# bibliographic data science

> field of study

**Wikidata**: [Q137782505](https://www.wikidata.org/wiki/Q137782505)  
**Source**: https://4ort.xyz/entity/bibliographic-data-science

## Summary  
Bibliographic data science is an interdisciplinary field of study that merges the methods of data science with the scholarly discipline of bibliography. It focuses on applying computational techniques to analyze books, publishing practices, national bibliographies, and bibliographic databases.

## Key Facts  
- Bibliographic data science is classified as a **field of study** (instance of).  
- It is a **subclass of** data science, bibliography, and the history of books.  
- The field **studies** bibliography, book publishing, national bibliography, and bibliographic databases.  
- It is also known by the alias **“bibliographical Data Science.”**  
- Bibliographic data science is a **part of** the broader academic disciplines of **bibliography** and **data science**.  
- An overview of the field is described at the URL: https://marketplace.sshopencloud.eu/workflow/tE2HiC (English language).  
- Wikidata describes bibliographic data science simply as a **field of study**.  

## FAQs  
### Q: What is bibliographic data science?  
A: Bibliographic data science is a field that applies data‑science techniques to the study of books, publishing, national bibliographies, and bibliographic databases, bridging bibliography and data science.  

### Q: How does bibliographic data science differ from regular data science?  
A: While data science extracts insights from any type of data, bibliographic data science specifically targets bibliographic information—such as book metadata and publishing records—combining domain knowledge from bibliography with analytical methods.  

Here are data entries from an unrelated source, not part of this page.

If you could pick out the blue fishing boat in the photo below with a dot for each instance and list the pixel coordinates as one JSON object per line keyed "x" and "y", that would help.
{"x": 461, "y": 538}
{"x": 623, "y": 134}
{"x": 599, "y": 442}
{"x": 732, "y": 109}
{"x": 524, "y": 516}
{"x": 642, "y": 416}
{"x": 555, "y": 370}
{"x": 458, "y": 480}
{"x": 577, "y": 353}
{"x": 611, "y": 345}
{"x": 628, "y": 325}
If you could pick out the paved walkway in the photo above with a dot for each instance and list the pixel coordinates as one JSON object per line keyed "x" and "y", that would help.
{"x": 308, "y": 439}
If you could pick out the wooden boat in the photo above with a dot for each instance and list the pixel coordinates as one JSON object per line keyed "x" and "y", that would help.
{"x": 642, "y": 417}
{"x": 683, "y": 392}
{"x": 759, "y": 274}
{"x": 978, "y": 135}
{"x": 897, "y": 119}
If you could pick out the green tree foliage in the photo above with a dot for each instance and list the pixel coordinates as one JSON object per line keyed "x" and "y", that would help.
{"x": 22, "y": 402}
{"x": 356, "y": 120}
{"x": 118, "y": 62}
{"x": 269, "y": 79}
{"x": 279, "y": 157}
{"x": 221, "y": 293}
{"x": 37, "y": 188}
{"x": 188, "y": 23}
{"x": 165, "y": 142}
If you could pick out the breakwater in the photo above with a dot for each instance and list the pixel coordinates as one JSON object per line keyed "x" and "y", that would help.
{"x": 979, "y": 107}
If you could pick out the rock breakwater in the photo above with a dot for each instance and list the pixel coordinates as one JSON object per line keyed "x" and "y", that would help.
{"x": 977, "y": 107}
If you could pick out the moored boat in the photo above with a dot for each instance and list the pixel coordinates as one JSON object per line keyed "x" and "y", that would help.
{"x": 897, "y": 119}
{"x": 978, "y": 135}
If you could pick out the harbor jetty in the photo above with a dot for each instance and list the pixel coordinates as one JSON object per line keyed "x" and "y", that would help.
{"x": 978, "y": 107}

### Q: What topics are covered by bibliographic data science?  
A: The field examines bibliography, book publishing processes, national bibliography projects, and the structure and use of bibliographic databases.  

## Why It Matters  
Bibliographic data science addresses the growing need to manage, analyze, and interpret massive amounts of bibliographic information generated by modern publishing ecosystems and national library initiatives. By leveraging data‑science tools—such as statistical modeling, machine learning, and network analysis—researchers can uncover patterns in authorship, publication trends, citation networks, and cultural heritage preservation. This enables more efficient cataloguing, supports scholarly discovery, informs policy decisions about national bibliographies, and enhances digital humanities projects that rely on accurate, scalable analysis of book‑related data. As the volume of digital and print metadata expands, the discipline provides essential methodologies for turning raw bibliographic records into actionable knowledge.  

## Notable For  
- **Interdisciplinary synthesis** of bibliography and data science, creating a unique analytical lens for book‑related data.  
- **Focus on national bibliography**, supporting the systematic documentation of a country’s publishing output.  
- **Application to bibliographic databases**, improving data quality, searchability, and insight extraction.  
- **Recognition as a distinct subclass** within both data science and the history of books, highlighting its specialized scope.  

## Body  

### Definition and Scope  
- Bibliographic data science is defined as a field of study that integrates computational data‑analysis methods with the scholarly study of books and publishing.  
- It encompasses the examination of bibliographic records, metadata standards, and the lifecycle of book publishing.  

### Relationship to Parent Disciplines  
- **Bibliography**: Provides the domain expertise on books, editions, and publishing history.  
- **Data Science**: Supplies the quantitative and algorithmic tools for processing large bibliographic datasets.  
- As a subclass of both, bibliographic data science inherits methodological rigor from data science and contextual depth from bibliography.  

### Core Areas of Study  
- **Bibliography** – analysis of cataloguing practices, citation formats, and historical book records.  
- **Book Publishing** – investigation of production trends, market dynamics, and distribution networks.  
- **National Bibliography** – systematic collection and description of a nation’s published output.  
- **Bibliographic Databases** – design, maintenance, and analytical exploitation of large‑scale bibliographic repositories.  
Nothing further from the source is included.